If \(W\) is distributed Wishart with scale matrix \(S\) and degrees of freedom \(\nu\), then \(W^{-1}\) is distributed inverse Wishart with inverse scale matrix \(S^{-1}\) and degrees of freedom \(\nu\). Thus, the previous result can be used to reparameterize the inverse Wishart distribution. Since \(W = L * A * A^{\top} * L^{\top}\), \(W^{-1} = L^{{\top}^{-1}} A^{{\top}^{-1}} A^{-1} L^{-1}\), where all four inverses exist, but \(L^{{-1}^{\top}} = L^{{\top}^{-1}}\) and \(A^{{-1}^{\top}} = A^{{\top}^{-1}}\). We can slightly modify the above Stan code for this case:

data {
  int<lower=1> K;
  int<lower=K+2> nu
  matrix[K, K] L; // Cholesky factor of scale matrix
  ...
transformed data {
  matrix[K, K] eye;
  matrix[K, K] L_inv;
  for (j in 1:K) {
    for (i in 1:K) {
      eye[i, j] = 0.0;
    }
    eye[j, j] = 1.0;
  }
  L_inv = mdivide_left_tri_low(L, eye);
}
parameters {
  vector<lower=0>[K] c;
  vector[0.5 * K * (K - 1)] z;
  ...
model {
  matrix[K, K] A;
  matrix[K, K] A_inv_L_inv;
  int count;
  count = 1;
  for (j in 1:(K-1)) {
    for (i in (j+1):K) {
      A[i, j] = z[count];
      count += 1;
    }
    for (i in 1:(j - 1)) {
      A[i, j] = 0.0;
    }
    A[j, j] = sqrt(c[j]);
  }
  for (i in 1:(K-1))
    A[i, K] = 0;
  A[K, K] = sqrt(c[K]);

  A_inv_L_inv = mdivide_left_tri_low(A, L_inv);
  for (i in 1:K)
    c[i] ~ chi_square(nu - i + 1);

  z ~ std_normal(); // implies: crossprod(A_inv_L_inv) ~
  // inv_wishart(nu, L_inv' * L_inv)
  ...

Another candidate for reparameterization is the Dirichlet distribution with all \(K\) shape parameters equal. Zyczkowski and Sommers (2001) shows that if \(\theta_i\) is equal to the sum of \(\beta\) independent squared standard normal variates and \(\rho_i = \frac{\theta_i}{\sum \theta_i}\), then the \(K\)-vector \(\rho\) is distributed Dirichlet with all shape parameters equal to \(\frac{\beta}{2}\). In particular, if \(\beta = 2\), then \(\rho\) is uniformly distributed on the unit simplex. Thus, we can make \(\rho\) be a transformed parameter to reduce dependence, as in:

data {
  int<lower=1> beta;
  ...
parameters {
  vector[beta] z[K];
  ...
transformed parameters {
  simplex[K] rho;
  for (k in 1:K)
    rho[k] = dot_self(z[k]); // sum-of-squares
  rho = rho / sum(rho);
}
model {
  for (k in 1:K)
    z[k] ~ std_normal();
  // implies: rho ~ dirichlet(0.5 * beta * ones)
  ...

References

Betancourt, Michael, and Mark Girolami. 2013. “Hamiltonian Monte Carlo for Hierarchical Models.” arXiv 1312.0906. http://arxiv.org/abs/1312.0906.

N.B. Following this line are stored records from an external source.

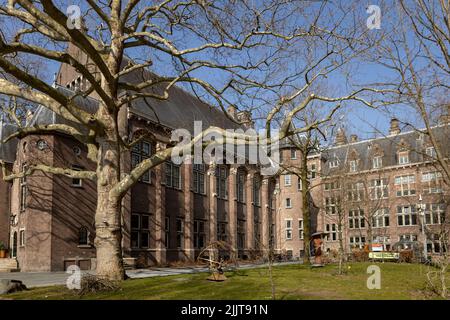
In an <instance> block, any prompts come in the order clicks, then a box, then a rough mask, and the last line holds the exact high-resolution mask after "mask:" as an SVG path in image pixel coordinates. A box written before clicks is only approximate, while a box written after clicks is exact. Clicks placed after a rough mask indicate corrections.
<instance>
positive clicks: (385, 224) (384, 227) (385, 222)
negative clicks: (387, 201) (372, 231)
mask: <svg viewBox="0 0 450 320" xmlns="http://www.w3.org/2000/svg"><path fill="white" fill-rule="evenodd" d="M386 222H387V223H386ZM390 223H391V222H390V216H389V208H380V209H378V210H376V211H375V212H374V214H373V216H372V228H388V227H389V225H390Z"/></svg>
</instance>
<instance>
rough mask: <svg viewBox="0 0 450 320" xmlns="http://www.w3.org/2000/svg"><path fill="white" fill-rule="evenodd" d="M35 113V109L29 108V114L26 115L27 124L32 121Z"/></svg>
mask: <svg viewBox="0 0 450 320" xmlns="http://www.w3.org/2000/svg"><path fill="white" fill-rule="evenodd" d="M33 115H34V113H33V111H31V110H27V114H26V116H25V126H28V125H29V124H30V123H31V120H32V119H33Z"/></svg>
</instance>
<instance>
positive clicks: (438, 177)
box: [422, 171, 443, 194]
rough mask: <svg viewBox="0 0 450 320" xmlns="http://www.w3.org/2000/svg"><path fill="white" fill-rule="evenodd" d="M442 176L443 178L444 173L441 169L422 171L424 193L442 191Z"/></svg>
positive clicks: (438, 192)
mask: <svg viewBox="0 0 450 320" xmlns="http://www.w3.org/2000/svg"><path fill="white" fill-rule="evenodd" d="M440 178H442V173H441V172H439V171H434V172H423V173H422V187H423V193H425V194H432V193H442V192H443V189H442V185H441V180H440Z"/></svg>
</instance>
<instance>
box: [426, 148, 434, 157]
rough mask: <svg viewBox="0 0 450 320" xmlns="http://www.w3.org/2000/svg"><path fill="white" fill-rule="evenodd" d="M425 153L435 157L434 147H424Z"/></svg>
mask: <svg viewBox="0 0 450 320" xmlns="http://www.w3.org/2000/svg"><path fill="white" fill-rule="evenodd" d="M425 154H426V155H427V156H428V157H430V158H436V149H435V148H434V147H428V148H426V149H425Z"/></svg>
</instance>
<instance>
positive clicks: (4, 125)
mask: <svg viewBox="0 0 450 320" xmlns="http://www.w3.org/2000/svg"><path fill="white" fill-rule="evenodd" d="M16 131H17V126H16V125H14V124H11V123H7V122H4V121H3V120H0V160H3V161H5V162H8V163H13V162H14V160H15V159H16V150H17V143H18V139H16V138H15V139H12V140H10V141H8V142H7V143H2V141H3V139H6V138H7V137H9V136H10V135H11V134H13V133H14V132H16Z"/></svg>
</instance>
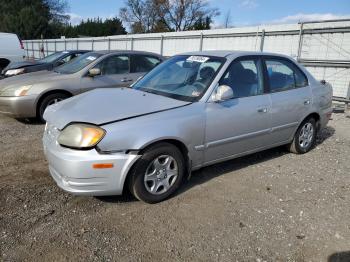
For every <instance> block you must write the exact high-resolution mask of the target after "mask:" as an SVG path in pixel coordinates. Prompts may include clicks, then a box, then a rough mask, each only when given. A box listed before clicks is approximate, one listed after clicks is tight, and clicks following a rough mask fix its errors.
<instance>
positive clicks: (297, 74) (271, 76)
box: [265, 59, 308, 93]
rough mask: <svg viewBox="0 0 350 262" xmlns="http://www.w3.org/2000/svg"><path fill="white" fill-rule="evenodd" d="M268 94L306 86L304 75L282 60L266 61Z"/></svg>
mask: <svg viewBox="0 0 350 262" xmlns="http://www.w3.org/2000/svg"><path fill="white" fill-rule="evenodd" d="M265 63H266V68H267V74H268V78H269V82H270V92H272V93H273V92H279V91H284V90H289V89H293V88H296V87H304V86H307V84H308V82H307V79H306V77H305V75H304V74H303V73H302V72H301V71H300V70H299V69H298V68H296V66H294V65H293V64H292V63H291V62H288V61H286V60H282V59H266V62H265Z"/></svg>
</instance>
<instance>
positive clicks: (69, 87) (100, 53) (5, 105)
mask: <svg viewBox="0 0 350 262" xmlns="http://www.w3.org/2000/svg"><path fill="white" fill-rule="evenodd" d="M162 61H163V58H162V57H161V56H159V55H157V54H153V53H148V52H137V51H113V52H109V51H97V52H89V53H86V54H83V55H81V56H79V57H77V58H76V59H74V60H72V61H71V62H68V63H66V64H64V65H62V66H60V67H57V68H55V69H54V70H53V71H40V72H34V73H29V74H24V75H18V76H14V77H11V78H7V79H3V80H0V113H4V114H8V115H10V116H13V117H18V118H31V117H37V118H39V119H40V120H42V121H43V113H44V111H45V108H46V107H47V106H48V105H51V104H54V103H56V102H58V101H61V100H64V99H66V98H68V97H71V96H73V95H77V94H80V93H82V92H85V91H89V90H92V89H95V88H100V87H112V88H115V87H126V86H129V85H130V84H132V83H133V82H134V81H136V80H137V79H138V78H139V77H141V76H143V75H144V74H145V73H146V72H148V71H150V70H151V69H153V68H154V67H155V66H157V65H158V64H159V63H161V62H162Z"/></svg>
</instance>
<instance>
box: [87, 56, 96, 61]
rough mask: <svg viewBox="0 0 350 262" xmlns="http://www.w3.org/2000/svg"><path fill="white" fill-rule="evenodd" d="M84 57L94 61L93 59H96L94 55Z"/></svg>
mask: <svg viewBox="0 0 350 262" xmlns="http://www.w3.org/2000/svg"><path fill="white" fill-rule="evenodd" d="M86 59H87V60H90V61H94V60H95V59H96V57H94V56H88V57H87V58H86Z"/></svg>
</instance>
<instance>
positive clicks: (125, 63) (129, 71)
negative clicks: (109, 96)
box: [81, 55, 138, 92]
mask: <svg viewBox="0 0 350 262" xmlns="http://www.w3.org/2000/svg"><path fill="white" fill-rule="evenodd" d="M129 60H130V59H129V56H128V55H112V56H108V57H106V58H105V59H104V60H102V61H101V62H100V63H98V64H97V65H96V66H95V67H94V68H99V69H100V70H101V75H98V76H95V77H89V76H84V77H82V79H81V90H82V92H85V91H89V90H92V89H95V88H106V87H112V88H115V87H128V86H130V85H131V84H132V83H133V82H134V81H135V80H136V79H137V77H138V76H136V75H134V74H130V61H129Z"/></svg>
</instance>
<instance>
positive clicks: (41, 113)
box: [37, 93, 69, 123]
mask: <svg viewBox="0 0 350 262" xmlns="http://www.w3.org/2000/svg"><path fill="white" fill-rule="evenodd" d="M68 97H69V95H67V94H63V93H56V94H50V95H48V96H46V97H45V98H44V99H43V100H42V101H41V103H40V105H39V108H38V115H37V116H38V119H39V120H40V121H41V122H42V123H45V119H44V112H45V109H46V108H47V107H48V106H50V105H53V104H56V103H58V102H60V101H62V100H64V99H66V98H68Z"/></svg>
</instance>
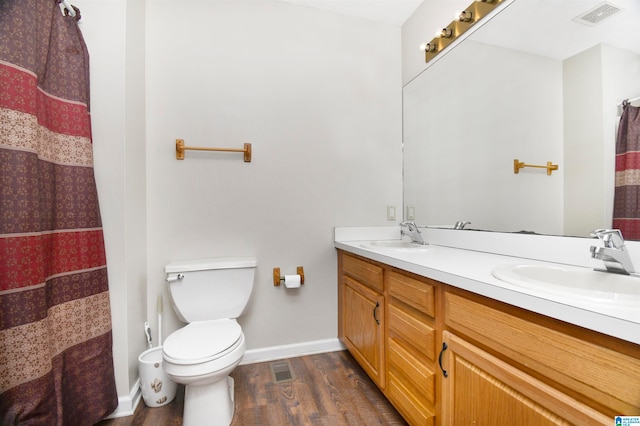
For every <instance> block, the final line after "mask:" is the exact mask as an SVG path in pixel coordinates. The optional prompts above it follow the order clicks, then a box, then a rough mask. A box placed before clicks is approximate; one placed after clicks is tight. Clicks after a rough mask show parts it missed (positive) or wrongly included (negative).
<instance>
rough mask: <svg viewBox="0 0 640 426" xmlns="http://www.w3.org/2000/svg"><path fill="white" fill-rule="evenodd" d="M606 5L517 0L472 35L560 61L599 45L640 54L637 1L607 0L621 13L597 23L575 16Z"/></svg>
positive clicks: (637, 3) (632, 0)
mask: <svg viewBox="0 0 640 426" xmlns="http://www.w3.org/2000/svg"><path fill="white" fill-rule="evenodd" d="M603 3H604V2H603V0H516V1H515V2H514V3H512V4H511V5H509V6H508V7H507V8H506V9H505V10H504V11H503V12H501V13H500V14H498V15H497V16H496V17H495V18H494V19H493V20H492V21H491V23H490V24H489V25H485V26H483V27H482V28H481V29H480V30H479V31H477V32H476V33H474V34H473V36H472V37H473V39H475V40H478V41H483V42H486V43H490V44H495V45H498V46H502V47H508V48H512V49H516V50H521V51H525V52H530V53H535V54H538V55H541V56H547V57H550V58H554V59H558V60H563V59H566V58H568V57H570V56H573V55H575V54H577V53H579V52H582V51H584V50H586V49H588V48H590V47H592V46H594V45H596V44H599V43H605V44H609V45H612V46H616V47H619V48H623V49H627V50H630V51H633V52H637V53H640V24H638V22H640V1H639V0H610V1H609V0H607V3H608V4H611V5H614V6H616V8H618V9H620V11H619V12H617V13H615V14H613V15H611V16H609V17H608V18H605V19H602V20H601V21H600V22H599V23H597V24H595V25H585V24H583V23H578V22H576V21H575V20H574V18H576V17H578V16H579V15H582V14H583V13H584V12H587V11H589V10H592V9H594V8H596V7H598V6H602V5H603ZM494 21H495V22H494Z"/></svg>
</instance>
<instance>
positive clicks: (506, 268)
mask: <svg viewBox="0 0 640 426" xmlns="http://www.w3.org/2000/svg"><path fill="white" fill-rule="evenodd" d="M492 274H493V276H494V277H496V278H498V279H499V280H502V281H505V282H508V283H510V284H513V285H517V286H520V287H523V288H528V289H531V290H535V291H542V292H545V293H552V294H556V295H560V296H565V297H571V298H581V299H585V300H590V301H593V302H598V303H615V304H619V305H635V306H640V278H639V277H634V276H629V275H619V274H612V273H609V272H600V271H594V270H592V269H588V268H578V267H574V268H572V267H564V266H549V265H506V266H501V267H498V268H495V269H494V270H493V271H492Z"/></svg>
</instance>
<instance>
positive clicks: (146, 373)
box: [138, 346, 177, 407]
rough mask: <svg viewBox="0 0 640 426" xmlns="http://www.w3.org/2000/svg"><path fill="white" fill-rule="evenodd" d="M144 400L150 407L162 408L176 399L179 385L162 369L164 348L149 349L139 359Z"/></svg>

Neal, Radford M. 2003. “Slice Sampling.” Annals of Statistics 31 (3): 705–67.

Papaspiliopoulos, Omiros, Gareth O. Roberts, and Martin Sköld. 2007. “A General Framework for the Parametrization of Hierarchical Models.” Statistical Science 22 (1): 59–73.

Zyczkowski, K., and H. J. Sommers. 2001. “Induced Measures in the Space of Mixed Quantum States.” Journal of Physics A: Mathematical and General 34 (35): 7111.